Pompeo claimed: "Threats from Iran, a foe of the United States and Saudi Arabia, justified the decision to evade congressional review."

A handout picture provided by the Saudi Royal Palace on June 29, 2019, shows Saudi Crown Prince Mohammed bin Salman shaking hands with US President Donald Trump during their meeting on the sidelines of the G20 Summit in Osaka, Japan.  (Photo: Bandar Al-Jaloud, AFP/Getty Images)

However, lawmakers said there was no 'emergency' and that Pompeo was just bypassing Congress because he knew lawmakers would not support the sale.

The GOP-led Senate voted in June to block the entire weapons deal, while the Democratic-controlled House approved a narrower package to ban the precision-guided missiles and other items.

US lawmakers approach toward Saudi Arabia

Lawmakers in both chambers have pushed for a major shift in America's close relationship with Saudi Arabia, a step that Trump has staunchly resisted. 

Democrats and Republicans alike say that Saudi Arabia has become an increasingly unreliable ally and that the kingdom should face a rebuke for its role in the slaying of US-based journalist Jamal Khashoggi

Many members of Congress have also grown alarmed by the Saudi-led bombing campaign in Yemen, which has killed thousands of civilians and created a horrific humanitarian crisis.

Related news:

US wants to keep Yemen war going to sell arms to Saudi Arabia

Also earlier on April 16th, Trump had vetoed a US Congressional resolution calling for US military withdrawal from the Saudi alliance in the war on Yemen.

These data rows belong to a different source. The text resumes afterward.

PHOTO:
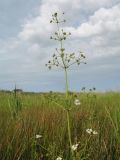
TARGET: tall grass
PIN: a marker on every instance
(41, 115)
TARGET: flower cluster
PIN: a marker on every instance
(75, 146)
(77, 102)
(60, 58)
(59, 158)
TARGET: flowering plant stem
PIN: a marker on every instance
(64, 60)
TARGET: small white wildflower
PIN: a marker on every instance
(77, 102)
(38, 136)
(59, 158)
(90, 131)
(95, 132)
(74, 147)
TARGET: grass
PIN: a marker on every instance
(43, 114)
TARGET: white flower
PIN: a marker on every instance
(59, 158)
(77, 102)
(74, 147)
(90, 131)
(95, 132)
(38, 136)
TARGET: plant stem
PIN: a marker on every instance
(66, 82)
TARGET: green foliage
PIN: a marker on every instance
(40, 115)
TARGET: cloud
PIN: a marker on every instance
(95, 27)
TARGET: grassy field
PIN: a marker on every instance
(30, 114)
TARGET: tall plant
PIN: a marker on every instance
(64, 60)
(61, 58)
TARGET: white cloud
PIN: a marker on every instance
(94, 24)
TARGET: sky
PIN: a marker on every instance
(25, 45)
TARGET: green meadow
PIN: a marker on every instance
(33, 126)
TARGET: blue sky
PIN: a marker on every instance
(25, 46)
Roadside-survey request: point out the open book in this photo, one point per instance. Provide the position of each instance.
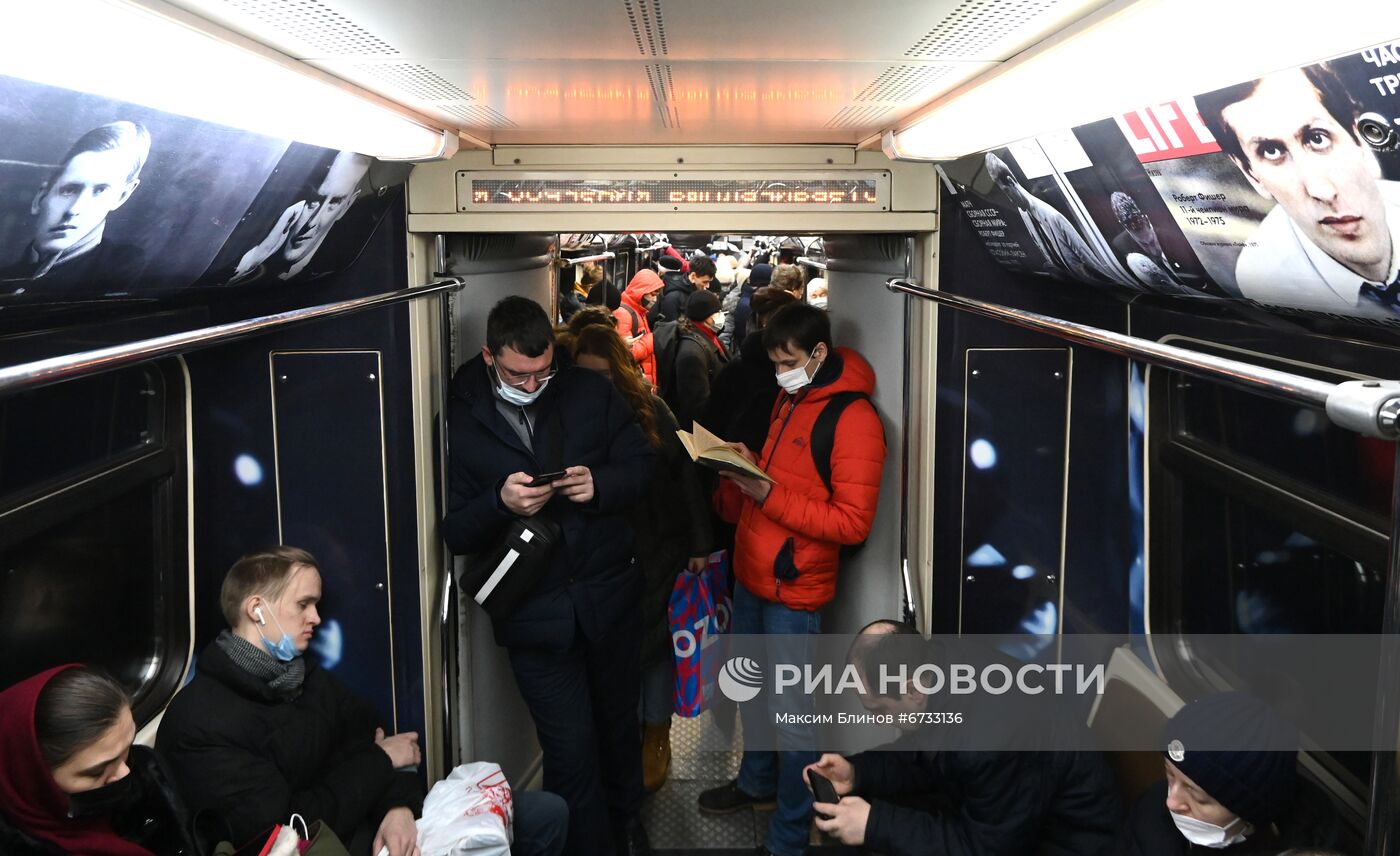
(710, 451)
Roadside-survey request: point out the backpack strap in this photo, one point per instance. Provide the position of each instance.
(636, 320)
(823, 432)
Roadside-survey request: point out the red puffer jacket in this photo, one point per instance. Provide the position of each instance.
(632, 320)
(788, 548)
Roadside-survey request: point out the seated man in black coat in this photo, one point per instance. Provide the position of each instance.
(969, 803)
(262, 732)
(574, 640)
(1231, 785)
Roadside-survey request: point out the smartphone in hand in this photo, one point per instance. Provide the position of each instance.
(822, 789)
(548, 478)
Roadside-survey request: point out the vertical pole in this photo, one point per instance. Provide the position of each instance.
(1383, 823)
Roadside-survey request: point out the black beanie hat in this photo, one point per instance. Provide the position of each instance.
(702, 304)
(1239, 751)
(760, 275)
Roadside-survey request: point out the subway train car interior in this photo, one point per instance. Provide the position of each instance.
(1115, 286)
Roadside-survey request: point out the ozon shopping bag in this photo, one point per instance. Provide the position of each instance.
(699, 615)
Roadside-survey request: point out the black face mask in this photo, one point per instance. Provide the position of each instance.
(107, 800)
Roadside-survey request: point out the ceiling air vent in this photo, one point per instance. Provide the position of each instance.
(858, 115)
(902, 83)
(648, 28)
(321, 28)
(476, 115)
(976, 25)
(416, 80)
(664, 93)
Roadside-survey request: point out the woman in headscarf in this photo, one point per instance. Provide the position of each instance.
(70, 778)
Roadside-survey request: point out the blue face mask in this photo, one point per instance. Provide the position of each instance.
(284, 649)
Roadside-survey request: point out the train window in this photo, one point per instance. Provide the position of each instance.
(93, 530)
(1266, 519)
(1246, 570)
(62, 430)
(1295, 443)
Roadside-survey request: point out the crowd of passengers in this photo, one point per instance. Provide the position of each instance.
(262, 732)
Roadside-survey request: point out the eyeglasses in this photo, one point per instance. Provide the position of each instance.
(518, 380)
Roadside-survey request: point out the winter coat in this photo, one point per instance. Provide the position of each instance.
(591, 582)
(252, 758)
(1311, 823)
(989, 803)
(672, 523)
(699, 360)
(742, 395)
(157, 821)
(632, 320)
(788, 548)
(671, 306)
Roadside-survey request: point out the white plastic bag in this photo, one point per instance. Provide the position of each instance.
(471, 813)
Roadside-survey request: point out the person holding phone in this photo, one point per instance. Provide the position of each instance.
(515, 415)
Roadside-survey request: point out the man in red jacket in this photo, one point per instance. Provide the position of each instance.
(790, 534)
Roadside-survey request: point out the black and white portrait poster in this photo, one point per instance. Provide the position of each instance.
(1019, 208)
(102, 199)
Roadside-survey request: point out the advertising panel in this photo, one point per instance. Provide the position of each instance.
(1283, 191)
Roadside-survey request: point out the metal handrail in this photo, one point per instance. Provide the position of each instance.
(584, 259)
(52, 370)
(1371, 408)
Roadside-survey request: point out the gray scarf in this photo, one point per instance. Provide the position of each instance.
(283, 678)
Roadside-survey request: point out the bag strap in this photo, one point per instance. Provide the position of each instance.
(823, 433)
(636, 320)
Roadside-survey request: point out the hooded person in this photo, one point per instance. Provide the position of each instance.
(1231, 785)
(70, 778)
(738, 328)
(679, 286)
(699, 357)
(637, 299)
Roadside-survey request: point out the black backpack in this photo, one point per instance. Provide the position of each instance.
(823, 442)
(665, 342)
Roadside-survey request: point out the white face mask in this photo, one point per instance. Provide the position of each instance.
(514, 395)
(794, 378)
(1208, 835)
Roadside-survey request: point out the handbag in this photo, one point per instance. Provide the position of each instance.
(699, 614)
(503, 577)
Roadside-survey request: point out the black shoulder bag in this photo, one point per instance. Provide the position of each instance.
(503, 577)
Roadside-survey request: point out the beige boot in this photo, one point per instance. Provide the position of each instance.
(655, 757)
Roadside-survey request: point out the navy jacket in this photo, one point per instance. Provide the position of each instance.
(989, 803)
(252, 758)
(592, 582)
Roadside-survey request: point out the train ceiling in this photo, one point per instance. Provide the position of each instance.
(653, 72)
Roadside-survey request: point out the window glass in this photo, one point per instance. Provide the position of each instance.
(1295, 442)
(1245, 570)
(88, 590)
(65, 429)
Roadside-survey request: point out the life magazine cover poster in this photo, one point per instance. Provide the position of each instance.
(1283, 191)
(104, 199)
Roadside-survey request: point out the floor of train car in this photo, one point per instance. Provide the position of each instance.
(671, 817)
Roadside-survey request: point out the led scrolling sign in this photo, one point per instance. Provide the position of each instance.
(671, 191)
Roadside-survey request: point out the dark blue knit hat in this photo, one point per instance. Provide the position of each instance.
(1239, 751)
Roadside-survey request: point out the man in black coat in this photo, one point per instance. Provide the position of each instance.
(671, 306)
(262, 732)
(574, 642)
(968, 803)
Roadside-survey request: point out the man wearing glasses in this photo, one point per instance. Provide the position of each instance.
(574, 642)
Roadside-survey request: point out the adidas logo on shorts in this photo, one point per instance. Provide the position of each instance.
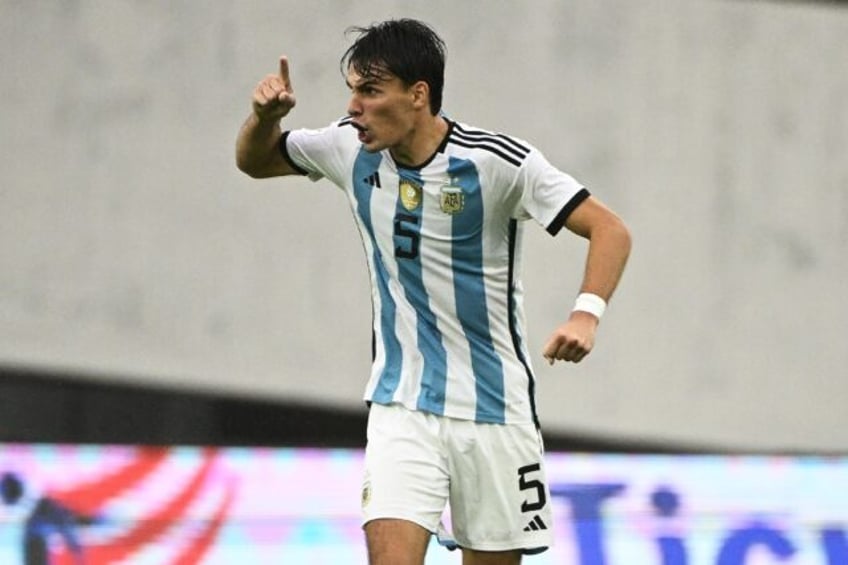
(535, 524)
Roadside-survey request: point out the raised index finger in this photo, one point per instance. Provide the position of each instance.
(284, 70)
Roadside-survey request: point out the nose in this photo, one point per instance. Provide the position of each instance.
(354, 108)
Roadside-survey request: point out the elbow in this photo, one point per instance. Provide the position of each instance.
(249, 168)
(621, 233)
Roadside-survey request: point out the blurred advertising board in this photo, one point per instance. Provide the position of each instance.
(95, 504)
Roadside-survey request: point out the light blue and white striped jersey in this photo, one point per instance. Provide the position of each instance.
(443, 244)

Till now, Trump has repeatedly advocated arms sales to Saudi Arabia and the United Arab Emirates.

The United States has supported the Saudi-led coalition in Yemen since the start of the Saudi Alliance invasion of Yemen (March 2015), providing intelligence and arms sales to Saudi Arabia and the United Arab Emirates.

The Saudi coalition's assault on Yemen has killed more than 16,000 Yemeni people, destroyed infrastructure and spread poverty, unemployment and contagious diseases in this poor Arab country.